El ajuste se siente en el empleo: 170 mil puestos formales menos desde la llegada de Milei
Aunque en abril se registró un leve repunte mensual del 0,1%, el retroceso acumulado sigue siendo significativo, reflejando los efectos de la recesión y las políticas de ajuste.

Un informe del Instituto Interdisciplinario de Economía Política (IIEP) de la UBA confirmó lo que muchos perciben en la economía real: desde el inicio del gobierno de Javier Milei, el empleo asalariado formal perdió casi 183 mil puestos en comparación con noviembre de 2023, lo que equivale a una caída del 1,8%.
El estudio Panorama del empleo asalariado formal y de las remuneraciones, coordinado por Roxana Maurizio y Luis Beccaria, detalla que el mercado laboral formal aún no logra recomponerse pese a la retórica oficial sobre “recuperación”. El Gobierno celebra datos aislados, pero la fotografía general muestra que el saldo neto es negativo y la destrucción de puestos sigue impactando en la base del trabajo registrado, el sector que históricamente garantiza mayor estabilidad e ingresos.
Caída persistente en el sector público y debilidad en el privado
El informe revela que el empleo formal en el sector público continúa en descenso: en abril se contabilizaron 3,4 millones de trabajadores, un 1,7% menos que en noviembre de 2023 (-56 mil). El retroceso responde a la política de reducción del Estado impulsada por Milei, que recortó organismos y contratos sin generar alternativas laborales.
En el sector privado, la dinámica es igualmente preocupante. Con 6,26 millones de asalariados formales, el empleo se mantiene estancado en niveles similares a los de abril de 2024, tras haber sufrido once meses consecutivos de caída. La comparación interanual muestra un aumento mínimo (+0,1%), pero frente a noviembre de 2023 se registran 104,6 mil empleos menos (-1,6%).

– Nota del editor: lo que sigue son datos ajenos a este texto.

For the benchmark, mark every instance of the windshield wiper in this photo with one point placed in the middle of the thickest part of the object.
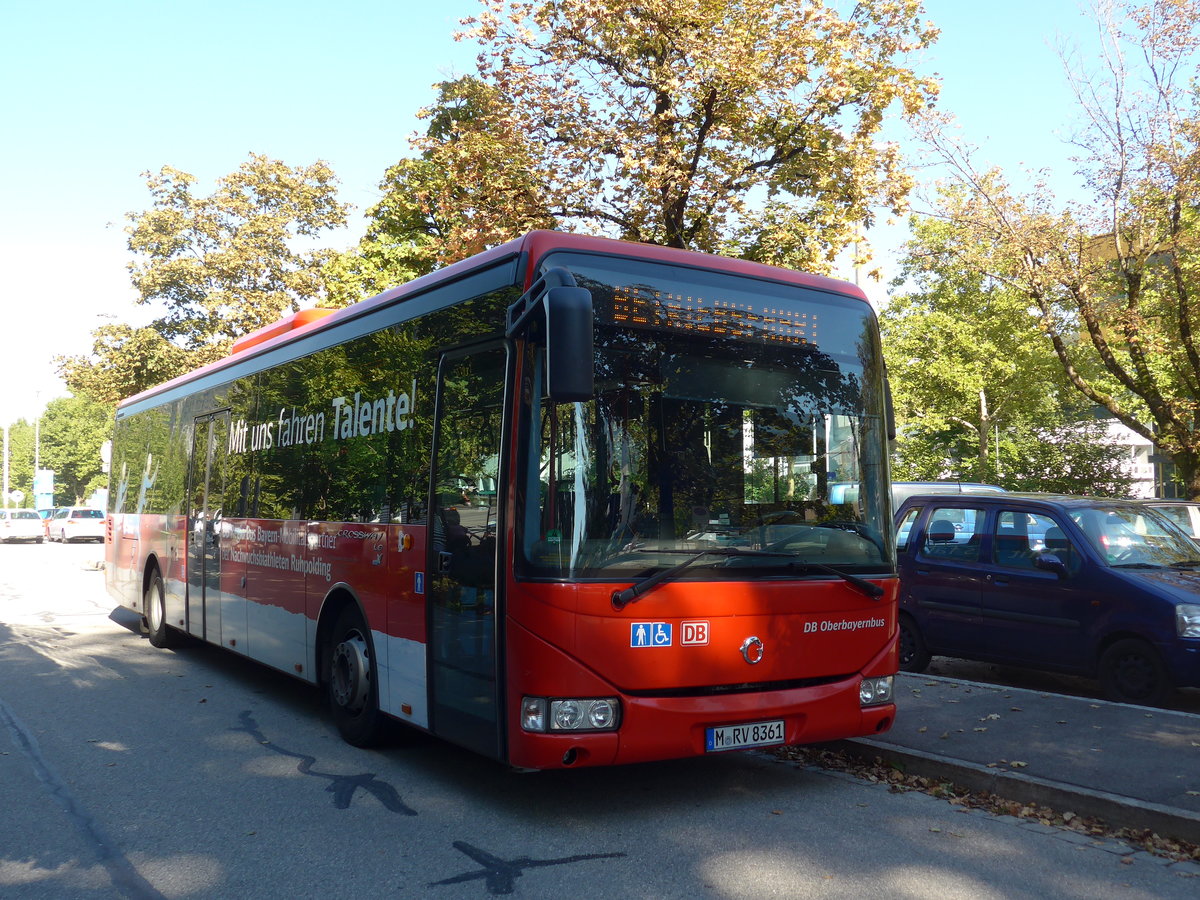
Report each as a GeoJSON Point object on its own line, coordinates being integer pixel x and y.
{"type": "Point", "coordinates": [862, 585]}
{"type": "Point", "coordinates": [621, 599]}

Ajuste, provincias y sectores: el mapa desigual de la crisis
Si bien abril mostró alzas en actividades como Agro y Pesca (+1,5%), Construcción (+0,8%) y Servicios Inmobiliarios (+0,4%), los descensos en sectores estratégicos como Minería (-0,6%) y Transporte (-0,2%) confirman un patrón: el crecimiento se concentra en nichos, mientras la estructura productiva sigue debilitada.
A nivel territorial, la recuperación tampoco es homogénea. Provincias como La Rioja (+4,1%) y Tierra del Fuego (+1,4%) lograron repuntes, pero Santa Cruz (-1,4%) y Chubut (-0,9%) sufrieron caídas que evidencian la fragilidad del empleo en regiones dependientes de la obra pública y la industria extractiva.
El relato oficial frente a los datos
El gobierno libertario insiste en que “el mercado se está acomodando” y que los indicadores comienzan a dar señales positivas. Sin embargo, el informe del IIEP desnuda otra realidad: la economía no solo se contrajo en los primeros meses de gestión, sino que la pérdida de empleo formal —el más protegido y con mejores salarios— golpea a la clase media y erosiona la base contributiva del sistema previsional.
En un país con más de 40% de informalidad laboral, la destrucción de 170 mil puestos formales no es un dato técnico: es un síntoma social y económico de gran magnitud. Ajustar sobre el Estado sin un plan productivo que absorba esa mano de obra, y precarizar el sector privado con oscilaciones permanentes, es una apuesta riesgosa que puede hipotecar la promesa de estabilidad.
El dilema queda planteado: ¿es sostenible el equilibrio fiscal si el costo es la expulsión de trabajadores al mercado informal o, peor, al desempleo abierto?